Also for pics there are free websites you can use - I use webshots - you can create 'albums' for sharing w/friends only (private vs public albums) and then just copy/paste url here to show the pic!
Kathy - good luck to your brother & sil w/the new kiddies - I feel so sad when I hear how these kids are moved around...and I too would be devastated if I had them for a few months or longer then had to send them off - how heartbreaking that would be!
I am very impressed with all your 'planning ahead' - all that lunch prep will certainly help you stay OP!
Melissa - I am so excited for you - I know how it feels once you start decorating and realize the possibilities! My living room is painted like a dark red/burgundy and I almost had palpitations before it was done - couldn't believe how BOLD we were - but in the end it looks FANTASTIC - with cream color/off white sofas and my white lacquer piano against the burgundy walls - very powerful!
Not sure about a concrete floor in a home - not something I am familiar with - all I can imagine is my garage or basement storage area - isn't it cold on the tootsies? (can you add throw rugs?) - and heaven forbid you drop something or trip and fall! OUCH!

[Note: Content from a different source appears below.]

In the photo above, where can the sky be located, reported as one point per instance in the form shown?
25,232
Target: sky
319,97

We did go see the Cars movie yesterday - very very cute - little ds (and I'm sure big ds) loved it! It was cold and raining when we got it - like fall again! Dropped kids off and decided to go out for dinner (ya like we needed to eat more!). Wanted to go to this korean place where you cook the food on a table top grill - hadn't been there in years - and at first we thought we drove right by - but in fact it is GONE GONE GONE!
Ended up driving thru the market area (VERY trendy downtown section with bars, bistros, restaurants, etc).... first problem is finding parking! There is a place we like that has live piano music but we already knew that a) parking would be a challenge and b) the place would already be packed and we might not get in! We drove around a bit - then aborted and headed for china town for chinese food (it's almost 10 pm at this point).
Went to this place we have been to before - walk in - and it seems on sat night it becomes a karoaoke place - and it was packed and frankly I was not looking for amateur entertainment. Ended up going to a place a few doors down - very BASIC decor - but food is great! Ate too much, got home too late, woke up too early - and very crabby and depressed today.
Got up early as I could not sleep - went off to find big ds a pink dress shirt (we bought one the other day but it was like $45 which I thought was way too expensive - turns out it was too big anyways) - found a cheaper one (hilfiger reduced to 30 from $65!). Big ds going to a wedding today - looked fabulous in pink shirt, pink textured striped tie, black suit - white pouf (and no I had nothing to do with the choice of color - real men do wear pink!).
Then did some returns (of the other shirt) and groceries with dh and little ds. The best thing I did today was clean out the fridge freezer - it looks great now - and you can even see what's in there! I threw out anything that was undistinguishable (ha ha ha) or had freezer burn, or was in there too long - and found some chicken drumsticks which I defrosted and made for dinner!
I am still stressed about $$$ it seems - and generally not feeling my usual upbeat self? I think I am just abusing myself with too much food and not caring about myself at all - I know this is not a good situation - and I need to try and stop the madness!